Caio aparece na entrada do rancho e se aproxima das crianças – Quem é você, menina?

Glorinha – Papai! – e alegre, corre ao encontro de José Carlos que chega.

José Carlos pergunta para a filha – Como veio parar aqui?

Caio irônico – Não acredito no que estou vendo.

José Carlos se emociona ao ver o menino e ameaça tocar nele. Caio puxa Neto pelo braço – Vá para dentro do rancho, Neto. Não saia de lá enquanto eu não der ordens. – Neto corre e para na entrada do rancho, volta olhar o avô que pede ao homem – Pegue sua filha e dê o fora daqui!

José Carlos – Não sei como ela veio parar aqui.

Caio dúvida – Vou acreditar que ela adivinhou o caminho.

José Carlos observa o menino e se alegra – Como ele cresceu.

Caio grita – Mandei ficar dentro do rancho, Neto. Obedece ao seu avô.

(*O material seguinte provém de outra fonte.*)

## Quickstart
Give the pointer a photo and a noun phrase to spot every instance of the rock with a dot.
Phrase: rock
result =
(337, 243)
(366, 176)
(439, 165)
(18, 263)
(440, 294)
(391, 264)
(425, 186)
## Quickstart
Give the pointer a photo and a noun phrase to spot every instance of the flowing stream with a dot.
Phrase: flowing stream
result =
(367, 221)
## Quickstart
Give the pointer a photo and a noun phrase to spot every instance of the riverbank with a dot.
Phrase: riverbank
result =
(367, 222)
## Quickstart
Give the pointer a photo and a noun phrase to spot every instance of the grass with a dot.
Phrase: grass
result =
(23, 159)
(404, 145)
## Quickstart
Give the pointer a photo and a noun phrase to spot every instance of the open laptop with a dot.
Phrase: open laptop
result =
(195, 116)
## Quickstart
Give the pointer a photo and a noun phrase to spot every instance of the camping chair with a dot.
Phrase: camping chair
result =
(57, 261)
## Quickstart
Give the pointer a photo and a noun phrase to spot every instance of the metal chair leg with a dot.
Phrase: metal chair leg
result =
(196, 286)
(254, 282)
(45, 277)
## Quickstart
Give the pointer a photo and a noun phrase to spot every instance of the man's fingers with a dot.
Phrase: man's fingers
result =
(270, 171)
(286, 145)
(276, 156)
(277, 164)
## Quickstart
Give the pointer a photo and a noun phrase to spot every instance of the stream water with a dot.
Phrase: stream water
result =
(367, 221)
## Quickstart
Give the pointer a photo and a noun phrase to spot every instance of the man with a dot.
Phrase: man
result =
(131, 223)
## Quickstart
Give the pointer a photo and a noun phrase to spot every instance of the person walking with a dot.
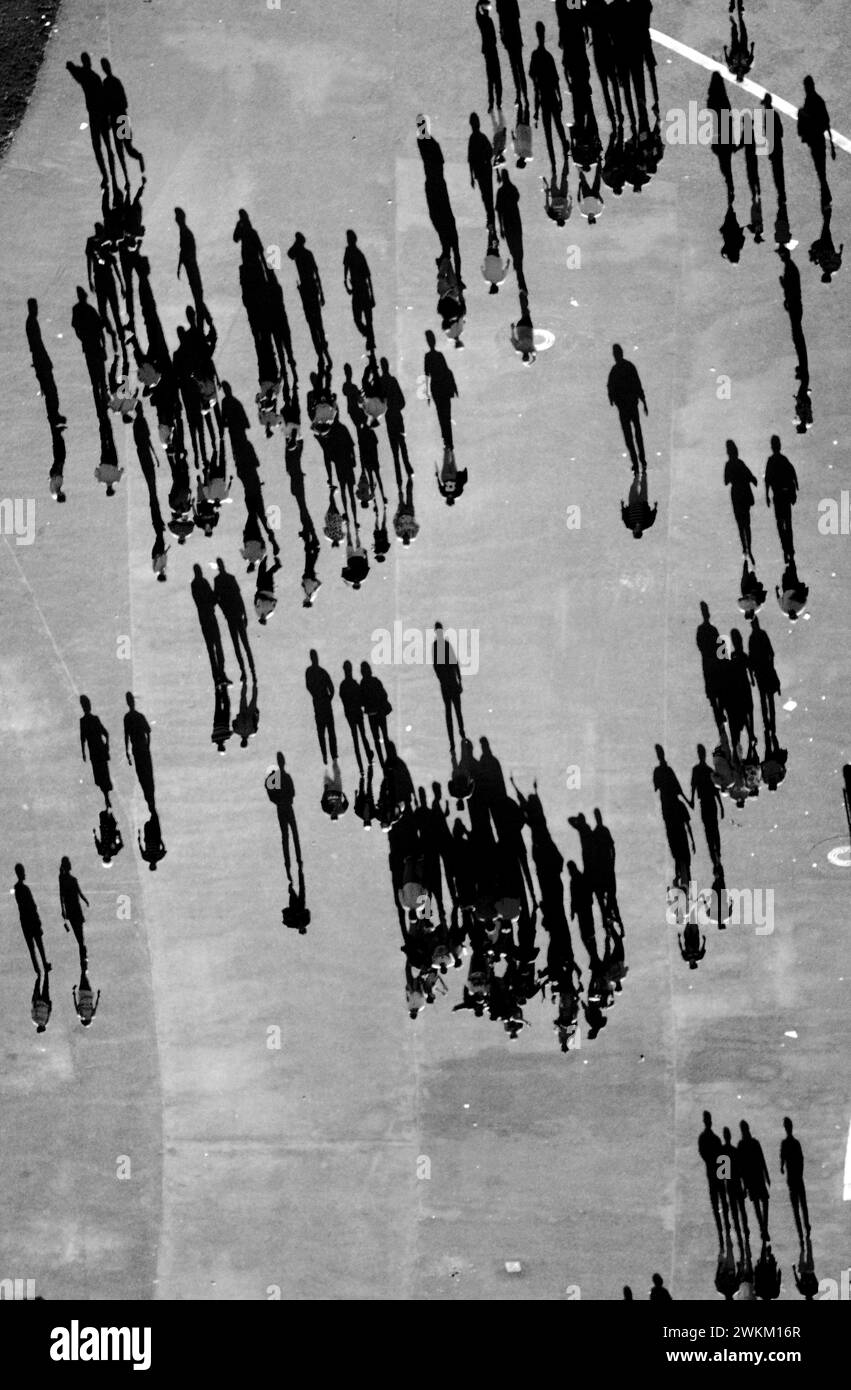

Neto corre e se esconde em um canto, mas se arrasta de joelhos e volta para a entrada. Vê o avô segurando um pedaço de madeira e José Carlos se afastando com Glorinha. Rapidamente Neto volta para o lugar de antes. Caio entra e fala com ele – Não quero ver você perto daquele homem. Daquela menina. Está me ouvindo, Neto? – Neto balança a cabeça que sim. Caio enrola folhas murchas fazendo um charuto. – E não me faça perguntas que não vou responder. Agora, venha me ajudar. Está na hora de começar aprender alguma coisa boa na sua vida. – Entrega ao garoto um maço de folhas e o ensina enrolar um charuto.

 

Cena 4 – Cenário. O dia amanhece. Dentro do rancho Caio enrola fumo. Neto, do lado de fora, alimenta uma arara e um papagaio. Ele vê Glorinha chegar e corre ao encontro dela – Meu avô vai brigar de novo, vendo você aqui. Melhor ir embora. Ele não quer me ver perto daquele homem.

Glorinha – Aquele homem é meu pai, e ele não vem atrás de mim. Foi na vila. – mexe os ombros – Acho que foi. Não sei. Papai sempre vai na vila.

Neto com ar curioso – Papai! O que é isso?

Glorinha se alegra – Meu pai. Você não tem pai?

Neto – Não! Tenho o meu avô.

Glorinha – Eu também tinha avô. Mamãe disse que ele morreu antes deu nascer. Minha avó também morreu. Ela era mãe do meu pai.

Neto – Minha mãe também morreu. – aponta uma direção – Ela está enterrada bem ali. Meu avô quem disse.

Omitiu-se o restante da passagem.